Wimmer: Vorlesung WS 2012/13
180054 VO-L
Interkulturelle Philosophie - Einführung in die Hauptthemen
6. und 7. Einheit: 21.
und 28. November
a) Wiederholung und Anschluss
an vorige Vorlesungen, Besprechung von Fragen
b) THEMA: Entstehungsbedingungen
von Philosophien
Verbreitung, Übernahme und "Wanderungen" von Philosophie
Adam-Hypothese | Griechischer Ursprung | Mehrfache Ursprünge | Wissenschaftssoziologie
| Übernahmen und Wanderungen
"Adam-Hypothese" oder "Vorsintflutliche
Philosophie":
Verbreitet ist in der frühen Neuzeit
die Tendenz, zusammen mit einer biblisch inspirierten
Weltgeschichte, auch die Geschichte der Weisheit oder der
Philosophie auf den Beginn der Menschheitsgeschichte (im
Paradies) zurückzuführen.
Als Vertreter einer Richtung der Philosophiehistorie, die sehr
stark an der Bibel orientiert ist und im Lauf des 17.

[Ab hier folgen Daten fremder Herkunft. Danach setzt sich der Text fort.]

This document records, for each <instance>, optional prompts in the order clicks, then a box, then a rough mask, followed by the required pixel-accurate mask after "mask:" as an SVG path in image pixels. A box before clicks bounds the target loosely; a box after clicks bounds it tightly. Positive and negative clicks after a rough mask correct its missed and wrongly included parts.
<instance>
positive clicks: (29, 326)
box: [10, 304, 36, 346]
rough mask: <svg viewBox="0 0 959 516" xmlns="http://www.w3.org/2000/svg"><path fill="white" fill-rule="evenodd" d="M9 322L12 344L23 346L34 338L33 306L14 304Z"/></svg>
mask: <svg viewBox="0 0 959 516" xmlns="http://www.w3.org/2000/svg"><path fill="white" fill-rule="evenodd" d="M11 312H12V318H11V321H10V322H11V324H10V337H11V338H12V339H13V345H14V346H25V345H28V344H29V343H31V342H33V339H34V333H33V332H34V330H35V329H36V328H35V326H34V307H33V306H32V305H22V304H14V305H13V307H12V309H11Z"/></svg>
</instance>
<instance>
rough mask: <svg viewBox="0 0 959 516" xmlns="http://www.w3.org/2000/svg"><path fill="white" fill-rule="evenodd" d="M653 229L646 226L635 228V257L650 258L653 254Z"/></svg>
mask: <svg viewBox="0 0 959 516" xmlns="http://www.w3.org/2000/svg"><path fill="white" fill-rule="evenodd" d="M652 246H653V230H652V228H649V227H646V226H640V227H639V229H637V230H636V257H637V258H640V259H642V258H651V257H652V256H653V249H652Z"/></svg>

Jahrhunderts bemerkenswert einflußreich war, kann
Paul(us) Bolduan(us) stehen, der 1616 seine "Bibliotheca
philosophica" herausbringt. In der "epistula dedicatoria"

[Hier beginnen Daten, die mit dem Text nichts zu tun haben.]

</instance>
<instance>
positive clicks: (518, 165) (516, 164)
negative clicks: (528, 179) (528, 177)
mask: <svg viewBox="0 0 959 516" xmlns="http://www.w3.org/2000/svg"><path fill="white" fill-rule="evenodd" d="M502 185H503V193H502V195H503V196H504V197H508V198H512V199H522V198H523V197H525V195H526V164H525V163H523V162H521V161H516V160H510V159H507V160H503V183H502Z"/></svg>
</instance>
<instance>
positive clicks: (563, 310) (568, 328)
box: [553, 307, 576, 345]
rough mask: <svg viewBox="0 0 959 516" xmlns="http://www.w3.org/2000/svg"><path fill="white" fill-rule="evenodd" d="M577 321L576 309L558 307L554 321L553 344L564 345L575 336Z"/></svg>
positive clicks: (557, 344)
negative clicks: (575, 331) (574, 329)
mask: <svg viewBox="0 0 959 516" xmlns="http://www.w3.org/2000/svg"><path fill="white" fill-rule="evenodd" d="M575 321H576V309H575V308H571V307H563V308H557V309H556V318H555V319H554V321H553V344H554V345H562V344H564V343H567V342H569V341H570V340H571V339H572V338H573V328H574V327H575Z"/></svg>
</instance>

findet sich da eine überraschende Geschichte: Adam und
Eva hätten ein "coetum scholasticum" gebildet, indem sie
Gott lobpreisten und theoretische Untersuchungen über die
Schöpfung anstellten. Adam als der erste Schüler des
ersten Meisters, habe somit das "specimen philosophicum"

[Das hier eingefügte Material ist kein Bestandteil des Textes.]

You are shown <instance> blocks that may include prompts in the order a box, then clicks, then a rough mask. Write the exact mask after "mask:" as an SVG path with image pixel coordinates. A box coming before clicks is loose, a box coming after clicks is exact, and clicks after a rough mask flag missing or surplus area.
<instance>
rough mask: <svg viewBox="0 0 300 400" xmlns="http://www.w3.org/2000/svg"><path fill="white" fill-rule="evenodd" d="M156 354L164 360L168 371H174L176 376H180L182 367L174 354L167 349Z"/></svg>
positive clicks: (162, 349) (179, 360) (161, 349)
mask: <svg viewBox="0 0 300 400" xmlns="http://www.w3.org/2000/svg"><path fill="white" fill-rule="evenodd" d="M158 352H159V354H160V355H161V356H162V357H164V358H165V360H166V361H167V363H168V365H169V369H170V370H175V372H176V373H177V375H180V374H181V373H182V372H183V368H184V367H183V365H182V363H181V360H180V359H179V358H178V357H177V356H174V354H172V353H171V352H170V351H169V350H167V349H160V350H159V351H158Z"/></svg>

begründet und Eva war seine erste Schülerin. Von
Generation zu Generation wurde diese Urweisheit weitergegeben,
und noch Noah habe in der Arche seine Söhne gelehrt;
später folgten die Schulen des Abraham und des Moses,
wobei der letztere einen "coetus docentium et discentium",
also eine Art Akademie begründet habe (die "Leviten"),
die bis zur Ankunft Christi bestanden habe. Auch die Propheten
werden als Philosophen betrachtet, und während des Exils
der Juden in Babylon habe sich ihre Weisheit auch unter den
Orientalen verbreitet, sei nach Persien gelangt, von wo dann
die "Magi" gekommen seien. Jesus selbst sei dann der wahre
Meister gewesen, habe sich auch als solcher deklariert (Math.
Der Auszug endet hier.